Le tribunal administratif de Paris a ordonné lundi à France 2 d’inviter Benoît Hamon (Générations), Florian Philippot (Les Patriotes) et François Asselineau (UPR) à son débat de jeudi sur les Européennes, ou à défaut de les inclure dans un rendez-vous similaire avant le 23 avril.

Le Tribunal considère que Générations «est distinct du parti socialiste, regroupe un député, un sénateur, trois députés européens et est crédité de 2,5 à 4% des intentions de vote aux prochaines élections en cause. Aussi, la circonstance que le courant de pensée incarné par celui-ci lors des dernières élections présidentielles de 2017 soit représenté lors du débat du 4 avril est inopérante».

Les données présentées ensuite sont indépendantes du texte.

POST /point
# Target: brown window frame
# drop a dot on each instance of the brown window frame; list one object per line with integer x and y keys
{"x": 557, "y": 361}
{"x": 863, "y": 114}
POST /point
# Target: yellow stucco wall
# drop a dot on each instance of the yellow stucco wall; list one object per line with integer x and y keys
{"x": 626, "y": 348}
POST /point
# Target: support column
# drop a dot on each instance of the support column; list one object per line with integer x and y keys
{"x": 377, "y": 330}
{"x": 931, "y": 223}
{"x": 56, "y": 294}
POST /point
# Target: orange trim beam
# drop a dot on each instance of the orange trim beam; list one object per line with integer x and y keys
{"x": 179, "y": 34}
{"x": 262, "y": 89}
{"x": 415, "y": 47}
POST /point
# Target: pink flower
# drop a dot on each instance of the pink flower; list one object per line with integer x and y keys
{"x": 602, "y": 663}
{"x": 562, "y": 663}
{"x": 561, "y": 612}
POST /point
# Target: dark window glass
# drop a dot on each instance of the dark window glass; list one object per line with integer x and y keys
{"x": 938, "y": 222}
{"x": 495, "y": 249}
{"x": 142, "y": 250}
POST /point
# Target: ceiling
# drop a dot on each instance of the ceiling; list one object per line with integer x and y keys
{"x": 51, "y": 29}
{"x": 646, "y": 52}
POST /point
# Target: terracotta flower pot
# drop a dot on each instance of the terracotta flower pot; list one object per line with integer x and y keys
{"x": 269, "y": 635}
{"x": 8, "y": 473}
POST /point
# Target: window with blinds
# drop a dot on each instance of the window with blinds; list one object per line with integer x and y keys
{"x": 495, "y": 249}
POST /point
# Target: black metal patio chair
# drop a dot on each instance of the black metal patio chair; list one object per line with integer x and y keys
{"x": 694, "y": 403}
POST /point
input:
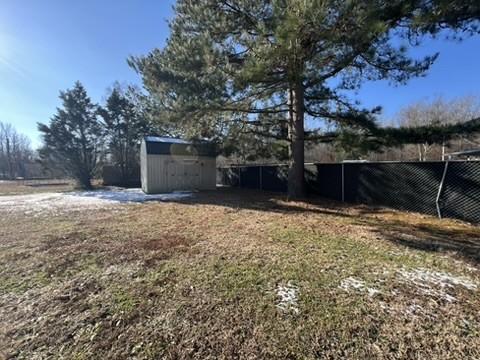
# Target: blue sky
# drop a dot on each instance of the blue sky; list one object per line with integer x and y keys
{"x": 45, "y": 46}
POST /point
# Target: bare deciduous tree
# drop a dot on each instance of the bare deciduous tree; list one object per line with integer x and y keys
{"x": 15, "y": 152}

«Les décisions de ne pas inviter ces trois candidats au débat du 4 avril sont susceptibles de porter une atteinte grave et manifestement illégale à la liberté fondamentale que constitue le respect du principe du caractère pluraliste de l’expression des courants de pensée et d’opinion», a précisé le tribunal dans un communiqué.

Sollicitée par l’AFP, la chaîne publique n’a pas souhaité commenter la décision à ce stade.

Les trois leaders contestaient en référé-liberté la décision de France 2 de ne pas les inviter au débat, où étaient invitées les têtes de listes aux élections européennes Manon Aubry (LFI), Jordan Bardella (RN), François-Xavier Bellamy (LR), Nicolas Dupont-Aignan (DLF), Raphaël Glucksmann (liste commune Place publique-PS), Yannick Jadot (EELV) et Nathalie Loiseau (LREM), ainsi que Ian Brossat (PCF) et Jean-Christophe Lagarde (UDI).